Echocardiographic risk prediction for heart failure may be enhanced by incorporating advanced signal-derived features, but the added value over conventional parameters remains uncertain. A study published in the International Journal of Cardiology evaluated whether supervised machine learning (ML) applied to strain and tissue Doppler imaging (TDI) curves improves the prediction of incident heart failure (HF) or cardiovascular (CV) death over five years.
The analysis included 2,589 participants from the Copenhagen City Heart Study (CCHS) for model training and 916 participants from the LOOP Study for external validation.
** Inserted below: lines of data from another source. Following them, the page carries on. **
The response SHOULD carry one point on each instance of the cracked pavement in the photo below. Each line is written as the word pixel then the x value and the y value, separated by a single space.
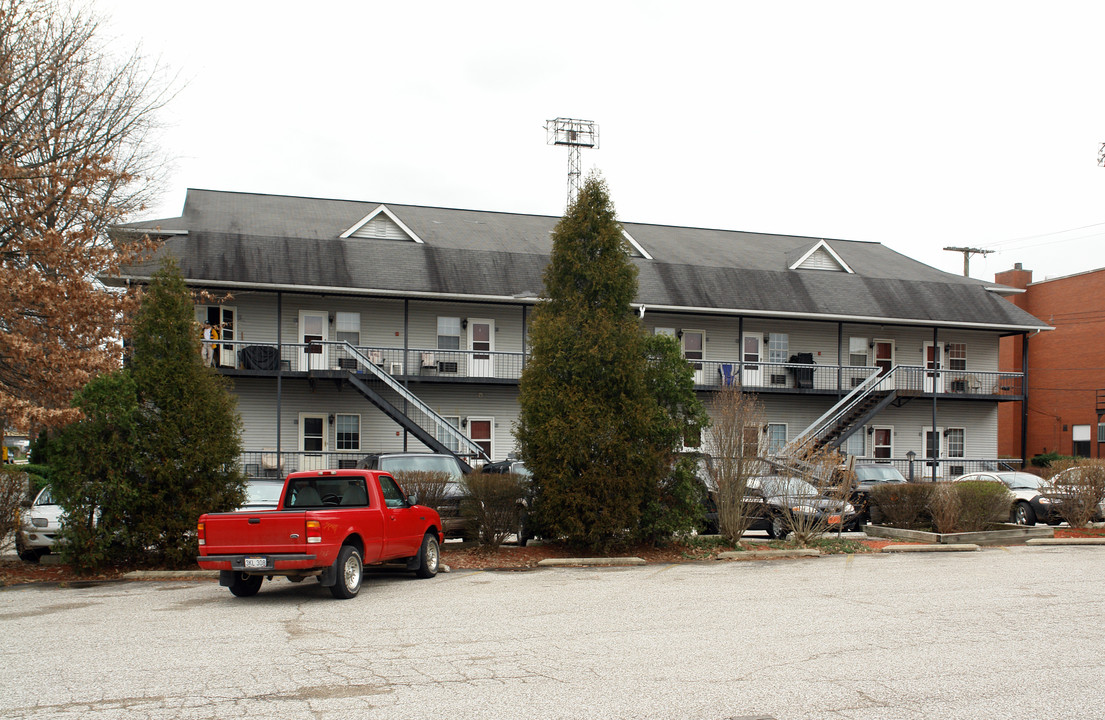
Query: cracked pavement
pixel 1002 633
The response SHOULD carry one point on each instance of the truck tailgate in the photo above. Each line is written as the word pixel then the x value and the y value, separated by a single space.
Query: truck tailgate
pixel 270 531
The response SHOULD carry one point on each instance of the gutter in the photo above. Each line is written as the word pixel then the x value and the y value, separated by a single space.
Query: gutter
pixel 509 299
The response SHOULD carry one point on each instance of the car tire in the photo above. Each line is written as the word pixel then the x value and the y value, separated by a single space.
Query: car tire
pixel 350 571
pixel 429 557
pixel 777 528
pixel 244 585
pixel 1023 515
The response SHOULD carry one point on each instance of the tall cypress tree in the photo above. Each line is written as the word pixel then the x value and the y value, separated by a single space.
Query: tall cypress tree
pixel 190 433
pixel 589 411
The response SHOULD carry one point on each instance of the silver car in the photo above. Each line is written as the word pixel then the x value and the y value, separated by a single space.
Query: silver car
pixel 40 527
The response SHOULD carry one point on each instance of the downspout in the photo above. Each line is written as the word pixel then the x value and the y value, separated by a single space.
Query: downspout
pixel 1024 396
pixel 406 358
pixel 936 377
pixel 280 372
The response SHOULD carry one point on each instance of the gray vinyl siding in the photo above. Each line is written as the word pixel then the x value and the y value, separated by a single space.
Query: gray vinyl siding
pixel 378 433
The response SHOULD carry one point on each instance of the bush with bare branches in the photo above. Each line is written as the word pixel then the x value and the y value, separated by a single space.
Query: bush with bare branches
pixel 1077 490
pixel 12 494
pixel 733 445
pixel 818 503
pixel 495 501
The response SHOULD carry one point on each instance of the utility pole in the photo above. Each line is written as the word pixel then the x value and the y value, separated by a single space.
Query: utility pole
pixel 967 253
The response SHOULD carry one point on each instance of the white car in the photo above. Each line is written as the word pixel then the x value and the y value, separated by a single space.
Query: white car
pixel 1030 503
pixel 40 527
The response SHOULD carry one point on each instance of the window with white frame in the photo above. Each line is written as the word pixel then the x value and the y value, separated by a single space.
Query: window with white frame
pixel 347 328
pixel 776 437
pixel 778 345
pixel 858 352
pixel 449 334
pixel 446 438
pixel 957 356
pixel 854 444
pixel 347 432
pixel 955 440
pixel 883 443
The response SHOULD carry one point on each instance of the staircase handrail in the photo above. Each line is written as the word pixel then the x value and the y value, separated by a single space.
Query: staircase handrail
pixel 440 422
pixel 832 415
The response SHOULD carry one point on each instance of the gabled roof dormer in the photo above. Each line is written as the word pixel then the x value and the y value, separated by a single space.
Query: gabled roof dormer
pixel 382 224
pixel 634 249
pixel 823 257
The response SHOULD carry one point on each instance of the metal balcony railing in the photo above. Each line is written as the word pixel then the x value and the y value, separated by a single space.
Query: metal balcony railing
pixel 433 362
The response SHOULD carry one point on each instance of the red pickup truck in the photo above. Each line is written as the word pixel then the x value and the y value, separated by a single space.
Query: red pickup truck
pixel 328 525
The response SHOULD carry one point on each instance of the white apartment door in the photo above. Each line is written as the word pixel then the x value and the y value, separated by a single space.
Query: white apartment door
pixel 694 349
pixel 482 347
pixel 313 330
pixel 934 360
pixel 751 355
pixel 313 443
pixel 934 447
A total of 744 signal-derived parameters were extracted from 18 strain curves and 6 TDI curves and evaluated using ML models, which were compared with a baseline ML model trained on 17 conventional echocardiographic parameters.
The primary endpoint was a composite of incident HF or CV death within five years. In the training cohort, 126 individuals (4.9%) met the endpoint, while 59 individuals (6.4%) did so in the validation cohort.
In external testing, models incorporating signal analysis showed improved discrimination compared with the baseline model. The baseline model achieved an area under the curve (AUC) of 0.721 (95% CI 0.639–0.802), while the signal-based model achieved an AUC of 0.790 (95% CI 0.730–0.850; p=0.031), and the combined model achieved an AUC of 0.788 (95% CI 0.727–0.849; p=0.021).
These findings show that ML-based signal analysis of echocardiographic strain and TDI curves provides modest improvement in 5-year prediction of HF or CV death compared with conventional parameters.